Clarity at the outset enables more focused investments and reduces the risk of accumulating technical debt.
AI and agentic transformation depend on organizational readiness
While AI and agentic capabilities were key topics, the tone of the discussions was notably pragmatic. The potential is widely recognized, but there is growing awareness that technology can outpace the organization’s ability to adopt it. In one industrial setting, advanced AI capabilities had already been deployed, including agents that support operators in real-time troubleshooting and predictive maintenance. Technically, these solutions performed well. However, the organization struggled to fully utilize them due to limited understanding and skills.
The response was deliberate: pause further technical development and focus on building capabilities. Training programs were introduced at all levels, from executive leadership to operational staff, with structured curricula for data and AI skills.

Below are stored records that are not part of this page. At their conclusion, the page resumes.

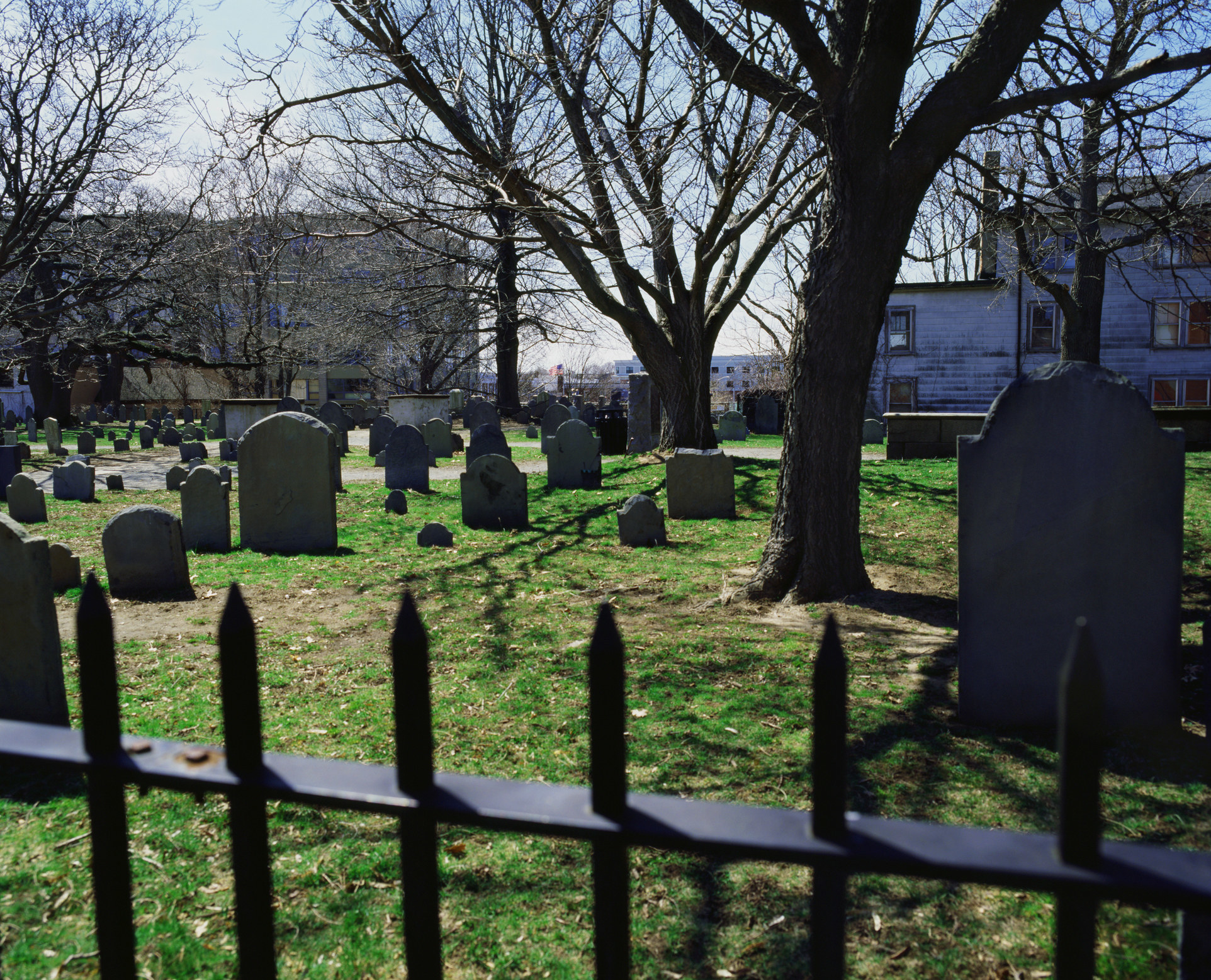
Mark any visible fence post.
[391,591,442,980]
[76,572,135,980]
[589,602,631,980]
[811,616,849,980]
[219,583,278,980]
[1056,617,1106,980]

The lesson is significant. Agentic transformation is not simply about deploying new tools; it requires a fundamental shift in how people work, make decisions, and interact with technology. IT and business must converge around ownership
Another key insight was the need to redefine ownership between IT and the business. Digital capabilities often remain within the IT domain, while business teams act as passive recipients. This model is increasingly ineffective. One participant from the financial sector described how a digital interaction capability only succeeded because it was co-developed with business teams and integrated into existing processes such as marketing and customer engagement. Treating it as a standalone IT solution would have limited its impact. At the same time, regulatory requirements and governance structures can complicate ownership. Stricter controls on data access, for example, may unintentionally reduce agility by limiting what business users can do independently. Balancing control with flexibility is therefore essential.
The core takeaway: agentic increases the urgency of getting the basics right
The overarching conclusion from the discussions was clear. Emerging AI and agentic capabilities do not eliminate the need for a strong foundation—they intensify it. Organizations must accelerate their efforts to establish robust data structures, clear governance, and aligned operating models. At the same time, they must invest in people, ensuring that skills and capabilities evolve alongside technology.

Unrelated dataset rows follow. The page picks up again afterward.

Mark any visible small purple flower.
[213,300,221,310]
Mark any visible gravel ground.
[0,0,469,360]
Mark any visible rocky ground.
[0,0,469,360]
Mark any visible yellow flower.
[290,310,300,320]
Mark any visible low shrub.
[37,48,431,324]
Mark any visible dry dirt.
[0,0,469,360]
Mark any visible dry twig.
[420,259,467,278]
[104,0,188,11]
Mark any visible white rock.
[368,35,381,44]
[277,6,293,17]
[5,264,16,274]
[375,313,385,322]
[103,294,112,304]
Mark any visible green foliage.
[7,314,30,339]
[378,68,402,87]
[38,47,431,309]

For CIOs, this creates a dual challenge. On one hand, there is pressure to innovate and demonstrate tangible progress with new technologies. On the other, sustainable success depends on discipline: simplifying architectures, making early strategic choices, focusing on value, and prioritizing organizational readiness.
Digital transformation, therefore, is not a rapid technological upgrade. It is a continuous organizational journey. Leaders who recognize this are better positioned to turn acceleration into lasting impact rather than increased complexity.